Robin Hood Saves Louisiana

Robin Hood Saves Louisiana

Kevin Costner, yes that Kevin Costner, founded Costner Industries (CINC) in 1993 to find a better way to minimize damage from oil spills.

CINC’s main product is a centrifugal separator that spins fluids very fast, using centrifugal force from the spinning motion to separate oil and water.

Costner’s machines have been used to clean up an oil spill off the coast of Japan and BP is now using them as part of it’s cleanup efforts on the Deepwater Horizon oil spill.

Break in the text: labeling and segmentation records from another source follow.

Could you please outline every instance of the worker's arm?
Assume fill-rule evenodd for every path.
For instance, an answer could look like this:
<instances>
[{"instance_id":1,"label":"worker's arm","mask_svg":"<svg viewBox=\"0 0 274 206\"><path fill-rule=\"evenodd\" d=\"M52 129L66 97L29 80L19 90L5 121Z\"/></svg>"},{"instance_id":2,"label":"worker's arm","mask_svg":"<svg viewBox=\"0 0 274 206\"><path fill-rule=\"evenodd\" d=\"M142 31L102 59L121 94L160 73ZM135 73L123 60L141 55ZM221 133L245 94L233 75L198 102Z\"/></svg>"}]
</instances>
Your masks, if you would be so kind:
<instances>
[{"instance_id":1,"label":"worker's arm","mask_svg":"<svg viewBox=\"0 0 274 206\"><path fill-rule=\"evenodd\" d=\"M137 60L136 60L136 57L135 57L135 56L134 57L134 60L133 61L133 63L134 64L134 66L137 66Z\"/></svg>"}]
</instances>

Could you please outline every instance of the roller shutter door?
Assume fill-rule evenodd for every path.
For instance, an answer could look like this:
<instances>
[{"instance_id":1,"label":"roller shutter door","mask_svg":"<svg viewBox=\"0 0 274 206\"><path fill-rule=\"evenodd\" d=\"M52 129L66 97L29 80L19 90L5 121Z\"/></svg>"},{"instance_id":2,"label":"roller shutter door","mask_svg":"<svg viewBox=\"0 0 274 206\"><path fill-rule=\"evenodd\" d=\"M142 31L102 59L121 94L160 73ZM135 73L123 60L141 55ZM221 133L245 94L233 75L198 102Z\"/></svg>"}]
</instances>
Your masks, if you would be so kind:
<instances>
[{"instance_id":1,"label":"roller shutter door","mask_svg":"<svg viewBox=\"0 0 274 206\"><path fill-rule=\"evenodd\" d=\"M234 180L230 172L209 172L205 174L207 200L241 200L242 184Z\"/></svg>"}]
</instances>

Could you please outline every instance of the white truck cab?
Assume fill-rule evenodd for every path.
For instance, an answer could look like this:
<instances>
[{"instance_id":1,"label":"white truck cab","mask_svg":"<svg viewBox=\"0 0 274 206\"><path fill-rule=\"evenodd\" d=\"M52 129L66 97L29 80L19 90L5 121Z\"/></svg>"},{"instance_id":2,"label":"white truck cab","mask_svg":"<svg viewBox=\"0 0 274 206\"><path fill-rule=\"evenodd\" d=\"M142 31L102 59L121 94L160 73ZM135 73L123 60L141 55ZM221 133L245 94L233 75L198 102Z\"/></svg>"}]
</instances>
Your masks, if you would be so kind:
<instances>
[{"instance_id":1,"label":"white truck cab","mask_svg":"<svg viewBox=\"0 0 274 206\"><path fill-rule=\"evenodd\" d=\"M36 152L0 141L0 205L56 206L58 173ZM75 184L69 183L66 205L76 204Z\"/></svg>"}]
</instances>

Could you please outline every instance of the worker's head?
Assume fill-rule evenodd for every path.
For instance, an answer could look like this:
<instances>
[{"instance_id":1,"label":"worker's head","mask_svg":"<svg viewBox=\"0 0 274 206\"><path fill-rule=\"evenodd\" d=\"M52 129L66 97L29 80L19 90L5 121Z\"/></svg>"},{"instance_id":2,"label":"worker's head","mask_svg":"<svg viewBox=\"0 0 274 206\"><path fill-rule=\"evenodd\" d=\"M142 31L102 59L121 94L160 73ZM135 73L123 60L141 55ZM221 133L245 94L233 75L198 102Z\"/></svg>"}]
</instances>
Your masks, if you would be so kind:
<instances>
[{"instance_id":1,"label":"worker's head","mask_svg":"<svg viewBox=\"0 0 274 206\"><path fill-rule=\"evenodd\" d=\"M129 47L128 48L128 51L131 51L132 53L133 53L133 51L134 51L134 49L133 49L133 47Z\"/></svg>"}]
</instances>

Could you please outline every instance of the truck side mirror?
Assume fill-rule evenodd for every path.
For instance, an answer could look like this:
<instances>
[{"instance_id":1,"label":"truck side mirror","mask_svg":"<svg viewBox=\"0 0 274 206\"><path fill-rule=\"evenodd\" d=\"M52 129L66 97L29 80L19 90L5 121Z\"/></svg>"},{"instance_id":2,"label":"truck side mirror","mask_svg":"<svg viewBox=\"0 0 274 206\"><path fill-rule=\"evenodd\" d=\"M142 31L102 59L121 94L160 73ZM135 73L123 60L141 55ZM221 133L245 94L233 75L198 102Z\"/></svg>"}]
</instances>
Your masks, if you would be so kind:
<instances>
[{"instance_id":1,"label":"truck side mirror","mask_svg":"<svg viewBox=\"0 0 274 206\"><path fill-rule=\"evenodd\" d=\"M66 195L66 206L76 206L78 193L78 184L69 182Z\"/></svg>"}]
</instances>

CINC’s largest extractor, the V20, can process up to 200 gallons per minute (288,000 gallons per day). According to Costner’s testimony before Congress, “Assuming 20 V-20’s had been deployed to the Exxon Valdez in the first few hours of the spill on local fishing boats, 90% of the spill could have been recovered in less than 1 week. CINC is at its best working as a first line of defense, gathering oil before it has a chance to stray far from the initial spill point. The cost of recovering a spill on the ocean is a fraction of the cost of cleaning up tar once it’s made its way to the shore (roughly $5 million for 20 V-20s versus $4 billion for the Exxon Valdez spill).”

One of the largest difficulties faced by Costner Industries has been opposition from the federal government. Approximately 0.1% of the water discharged by the device back into a spill area contains oil. Unfortunately, that does not meet the 15ppm (parts per million) limit established by the EPA. In effect, the EPA regulations define the cleaning device as a polluter, because it discharges water containing a small amount of residual oil back into the environment.

Kevin goes on to discuss how the federal government has blocked progress in oil cleanup technology “… oil spill response teams were bound by various regulatory policies and rules of testing that effectively stonewalled even the possibility of new technologies entering the market. For the purposes of their own protection, these co-ops and companies were not interested in any technology or method of cleanup that had not received the federal stamp of approval. In order to receive approval, technologies must be tested on actual spills, but the agencies charged with approval will not deploy untested equipment in a spill scenario.” It is sad when the so many of our tax dollars are spent preventing progress on environmental issues.